In October 2010, the FASB issued amended guidance to ASC 944, Financial Services – Insurance, to address the diversity in practice for accounting for costs associated with acquiring or renewing insurance contracts. The amendment clarifies the definition of acquisition costs (i.e., costs which qualify for deferral) to incremental direct costs that result directly from, and are essential to, a contract and would not have been incurred by the insurance entity had the contract transaction not occurred. Therefore, only costs related to successful efforts of acquiring a new, or renewal, contract should be deferred. This guidance is effective for periods beginning after December 15, 2011, on a prospective basis.
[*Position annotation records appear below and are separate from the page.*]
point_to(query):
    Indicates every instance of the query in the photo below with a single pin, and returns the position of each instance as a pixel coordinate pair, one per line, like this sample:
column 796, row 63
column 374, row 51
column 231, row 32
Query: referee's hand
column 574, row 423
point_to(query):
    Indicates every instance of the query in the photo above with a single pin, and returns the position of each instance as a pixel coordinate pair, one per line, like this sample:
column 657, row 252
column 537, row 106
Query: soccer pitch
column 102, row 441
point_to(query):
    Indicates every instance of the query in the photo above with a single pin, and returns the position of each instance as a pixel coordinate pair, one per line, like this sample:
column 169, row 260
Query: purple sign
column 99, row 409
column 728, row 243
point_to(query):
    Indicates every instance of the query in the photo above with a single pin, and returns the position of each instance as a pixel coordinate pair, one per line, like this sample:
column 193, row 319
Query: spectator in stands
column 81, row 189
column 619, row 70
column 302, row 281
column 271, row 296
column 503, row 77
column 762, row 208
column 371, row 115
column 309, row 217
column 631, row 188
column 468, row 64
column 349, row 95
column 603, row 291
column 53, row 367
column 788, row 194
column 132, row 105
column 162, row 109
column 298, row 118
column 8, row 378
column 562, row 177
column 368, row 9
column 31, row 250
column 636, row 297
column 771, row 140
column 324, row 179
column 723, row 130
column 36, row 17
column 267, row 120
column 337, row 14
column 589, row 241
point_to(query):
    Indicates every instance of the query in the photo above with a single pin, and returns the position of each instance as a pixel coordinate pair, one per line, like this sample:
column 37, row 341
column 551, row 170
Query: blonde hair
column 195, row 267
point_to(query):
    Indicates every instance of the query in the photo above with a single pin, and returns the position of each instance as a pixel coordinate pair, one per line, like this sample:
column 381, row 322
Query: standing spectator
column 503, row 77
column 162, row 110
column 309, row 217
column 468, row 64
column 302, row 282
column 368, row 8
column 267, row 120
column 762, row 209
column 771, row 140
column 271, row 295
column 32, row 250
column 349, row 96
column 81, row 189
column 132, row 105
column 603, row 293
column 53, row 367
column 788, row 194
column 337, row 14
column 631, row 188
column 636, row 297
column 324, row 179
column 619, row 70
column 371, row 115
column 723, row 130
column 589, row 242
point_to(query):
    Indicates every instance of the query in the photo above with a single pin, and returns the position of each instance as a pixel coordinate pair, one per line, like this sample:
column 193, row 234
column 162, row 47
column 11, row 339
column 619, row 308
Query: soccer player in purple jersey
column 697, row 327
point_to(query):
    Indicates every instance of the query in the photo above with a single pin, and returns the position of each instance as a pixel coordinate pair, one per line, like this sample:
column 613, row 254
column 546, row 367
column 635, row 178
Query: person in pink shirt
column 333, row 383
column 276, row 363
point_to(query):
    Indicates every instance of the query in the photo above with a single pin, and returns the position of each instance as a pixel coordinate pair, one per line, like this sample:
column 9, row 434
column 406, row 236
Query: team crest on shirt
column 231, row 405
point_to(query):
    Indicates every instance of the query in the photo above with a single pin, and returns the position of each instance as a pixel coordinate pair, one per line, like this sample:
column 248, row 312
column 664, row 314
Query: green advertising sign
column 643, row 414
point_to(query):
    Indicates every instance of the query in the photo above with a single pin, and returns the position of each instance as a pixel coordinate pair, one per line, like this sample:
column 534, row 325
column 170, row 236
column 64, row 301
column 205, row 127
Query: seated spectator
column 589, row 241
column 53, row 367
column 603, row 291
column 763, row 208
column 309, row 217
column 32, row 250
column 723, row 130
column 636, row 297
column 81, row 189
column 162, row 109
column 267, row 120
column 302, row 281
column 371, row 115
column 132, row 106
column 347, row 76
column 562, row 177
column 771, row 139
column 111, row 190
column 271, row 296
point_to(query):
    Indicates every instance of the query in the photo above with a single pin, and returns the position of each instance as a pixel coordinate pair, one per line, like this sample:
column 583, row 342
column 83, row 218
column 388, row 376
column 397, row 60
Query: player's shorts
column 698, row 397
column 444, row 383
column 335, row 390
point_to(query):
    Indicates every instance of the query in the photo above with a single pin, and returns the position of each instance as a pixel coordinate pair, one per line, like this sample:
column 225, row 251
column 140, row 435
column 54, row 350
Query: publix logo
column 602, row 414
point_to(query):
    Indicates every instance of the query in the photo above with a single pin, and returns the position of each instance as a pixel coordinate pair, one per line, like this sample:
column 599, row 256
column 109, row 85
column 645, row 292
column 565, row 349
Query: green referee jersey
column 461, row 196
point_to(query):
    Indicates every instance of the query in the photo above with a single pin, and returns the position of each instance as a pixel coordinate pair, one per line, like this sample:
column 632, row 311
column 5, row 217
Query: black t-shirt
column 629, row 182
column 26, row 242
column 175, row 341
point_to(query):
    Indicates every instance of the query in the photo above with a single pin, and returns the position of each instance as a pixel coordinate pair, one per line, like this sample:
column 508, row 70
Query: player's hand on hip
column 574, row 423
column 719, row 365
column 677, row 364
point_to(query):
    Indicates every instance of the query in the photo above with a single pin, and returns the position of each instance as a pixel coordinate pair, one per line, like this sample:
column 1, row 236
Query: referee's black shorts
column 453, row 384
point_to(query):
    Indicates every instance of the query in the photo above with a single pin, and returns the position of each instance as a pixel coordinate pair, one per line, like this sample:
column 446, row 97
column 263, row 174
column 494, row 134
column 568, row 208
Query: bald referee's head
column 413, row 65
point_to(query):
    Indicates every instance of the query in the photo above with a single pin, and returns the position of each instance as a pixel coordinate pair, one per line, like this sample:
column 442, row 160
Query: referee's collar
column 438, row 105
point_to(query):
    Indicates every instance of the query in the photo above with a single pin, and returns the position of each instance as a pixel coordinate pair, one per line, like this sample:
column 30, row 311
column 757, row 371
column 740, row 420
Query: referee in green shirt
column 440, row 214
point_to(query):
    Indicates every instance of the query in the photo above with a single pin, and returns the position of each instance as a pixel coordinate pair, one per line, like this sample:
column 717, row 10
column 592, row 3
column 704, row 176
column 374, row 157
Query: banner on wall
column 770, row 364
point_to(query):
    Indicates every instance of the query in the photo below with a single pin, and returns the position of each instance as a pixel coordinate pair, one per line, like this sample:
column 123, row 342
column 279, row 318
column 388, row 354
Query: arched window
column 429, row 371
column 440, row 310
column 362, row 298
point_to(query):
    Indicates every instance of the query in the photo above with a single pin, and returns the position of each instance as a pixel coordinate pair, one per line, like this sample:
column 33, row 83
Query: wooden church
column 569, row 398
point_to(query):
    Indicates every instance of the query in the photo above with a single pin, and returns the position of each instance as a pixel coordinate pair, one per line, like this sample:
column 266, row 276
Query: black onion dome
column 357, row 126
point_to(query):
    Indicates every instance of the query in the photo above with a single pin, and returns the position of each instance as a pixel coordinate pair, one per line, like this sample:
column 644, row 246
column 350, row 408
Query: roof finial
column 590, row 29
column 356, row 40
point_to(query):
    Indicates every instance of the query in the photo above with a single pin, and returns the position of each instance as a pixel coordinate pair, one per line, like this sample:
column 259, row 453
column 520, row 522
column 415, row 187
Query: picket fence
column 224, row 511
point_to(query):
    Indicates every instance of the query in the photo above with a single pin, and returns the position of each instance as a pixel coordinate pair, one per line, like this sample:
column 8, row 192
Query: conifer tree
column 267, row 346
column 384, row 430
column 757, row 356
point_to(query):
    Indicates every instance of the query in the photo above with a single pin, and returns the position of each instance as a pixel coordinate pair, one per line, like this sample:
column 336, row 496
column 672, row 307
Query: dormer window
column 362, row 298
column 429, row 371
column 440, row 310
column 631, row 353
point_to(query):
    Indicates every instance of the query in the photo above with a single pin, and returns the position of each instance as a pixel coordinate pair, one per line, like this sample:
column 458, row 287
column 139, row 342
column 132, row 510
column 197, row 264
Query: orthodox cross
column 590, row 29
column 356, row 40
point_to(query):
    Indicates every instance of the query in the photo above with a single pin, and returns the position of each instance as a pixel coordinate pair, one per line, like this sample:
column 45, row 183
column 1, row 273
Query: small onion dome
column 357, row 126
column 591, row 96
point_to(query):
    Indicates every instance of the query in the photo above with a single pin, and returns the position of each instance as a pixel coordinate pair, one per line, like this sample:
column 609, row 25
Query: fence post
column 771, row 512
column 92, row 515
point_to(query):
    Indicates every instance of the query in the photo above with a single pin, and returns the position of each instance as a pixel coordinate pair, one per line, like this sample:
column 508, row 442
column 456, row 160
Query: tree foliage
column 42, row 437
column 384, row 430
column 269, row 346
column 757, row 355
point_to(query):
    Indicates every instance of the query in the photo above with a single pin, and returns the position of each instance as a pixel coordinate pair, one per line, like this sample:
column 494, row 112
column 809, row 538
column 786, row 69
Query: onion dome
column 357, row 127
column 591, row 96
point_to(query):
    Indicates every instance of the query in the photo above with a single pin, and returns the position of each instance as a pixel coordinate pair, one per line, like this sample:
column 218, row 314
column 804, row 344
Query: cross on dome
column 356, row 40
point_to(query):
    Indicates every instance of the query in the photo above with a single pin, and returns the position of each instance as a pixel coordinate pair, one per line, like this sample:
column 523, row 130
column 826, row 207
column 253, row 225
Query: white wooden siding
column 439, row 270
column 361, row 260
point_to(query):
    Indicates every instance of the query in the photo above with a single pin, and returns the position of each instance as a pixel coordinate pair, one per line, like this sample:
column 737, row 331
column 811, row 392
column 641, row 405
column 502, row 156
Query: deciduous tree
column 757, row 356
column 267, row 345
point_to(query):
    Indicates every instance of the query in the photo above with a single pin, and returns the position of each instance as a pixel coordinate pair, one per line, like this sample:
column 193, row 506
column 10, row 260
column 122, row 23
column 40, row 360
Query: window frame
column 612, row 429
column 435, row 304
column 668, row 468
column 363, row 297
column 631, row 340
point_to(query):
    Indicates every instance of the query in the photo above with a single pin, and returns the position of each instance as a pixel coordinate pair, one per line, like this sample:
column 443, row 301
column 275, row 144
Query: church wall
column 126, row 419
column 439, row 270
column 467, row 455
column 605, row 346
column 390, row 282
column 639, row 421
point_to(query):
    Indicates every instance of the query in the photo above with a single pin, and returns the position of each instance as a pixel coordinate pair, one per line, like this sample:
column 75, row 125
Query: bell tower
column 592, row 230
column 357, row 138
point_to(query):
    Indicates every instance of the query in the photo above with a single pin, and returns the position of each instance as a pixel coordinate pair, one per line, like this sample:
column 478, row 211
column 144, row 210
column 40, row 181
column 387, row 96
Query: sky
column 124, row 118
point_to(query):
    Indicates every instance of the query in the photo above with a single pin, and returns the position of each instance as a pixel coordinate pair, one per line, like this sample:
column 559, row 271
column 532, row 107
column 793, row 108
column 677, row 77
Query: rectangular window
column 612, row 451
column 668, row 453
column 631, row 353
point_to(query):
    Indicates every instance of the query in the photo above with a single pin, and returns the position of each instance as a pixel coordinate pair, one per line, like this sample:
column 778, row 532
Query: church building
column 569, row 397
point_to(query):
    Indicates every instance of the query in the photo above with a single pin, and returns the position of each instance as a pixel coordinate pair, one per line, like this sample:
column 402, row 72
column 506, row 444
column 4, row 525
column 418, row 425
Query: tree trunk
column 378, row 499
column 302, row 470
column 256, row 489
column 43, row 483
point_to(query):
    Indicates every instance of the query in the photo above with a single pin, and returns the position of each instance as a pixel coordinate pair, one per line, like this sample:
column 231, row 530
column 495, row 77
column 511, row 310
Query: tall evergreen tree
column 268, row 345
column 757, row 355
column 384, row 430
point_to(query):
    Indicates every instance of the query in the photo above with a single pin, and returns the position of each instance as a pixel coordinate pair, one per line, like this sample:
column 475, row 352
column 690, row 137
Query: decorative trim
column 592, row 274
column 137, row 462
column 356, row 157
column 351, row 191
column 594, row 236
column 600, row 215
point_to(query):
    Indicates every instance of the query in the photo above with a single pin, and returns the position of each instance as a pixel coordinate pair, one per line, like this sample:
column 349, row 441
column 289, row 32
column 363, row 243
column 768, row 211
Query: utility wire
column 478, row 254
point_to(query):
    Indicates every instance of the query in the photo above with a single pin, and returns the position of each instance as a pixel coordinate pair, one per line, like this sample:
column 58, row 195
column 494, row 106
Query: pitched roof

Retrospective application to all prior periods presented on the date of application is also permitted, but not required. We are in the process of determining the effect on our financial statements.

 

Adjustments Related to Prior Years

 

Net loss of $1,258 thousand and net income of $9,380 thousand was recognized during the three and six months ended June 30, 2011. Net loss for the three months ended June 30, 2011 reflects approximately $800 thousand associated with the correction of errors related to various prior years, which increased the loss recognized in the current period. Net income for the six months ended June 30, 2011 reflects approximately $2,500 thousand associated with the correction of errors related to various prior years, which increased the income recognized in the current period.

 

We have assessed the impact of these errors on all prior periods and have determined that the errors were not material to any individual year during the intervening period.

 

Significant Accounting Policies

 

Our significant accounting policies are presented in the notes to our financial statements in our 2010 Annual Report on Form 10-K. There have been no significant changes since year end December 31, 2010.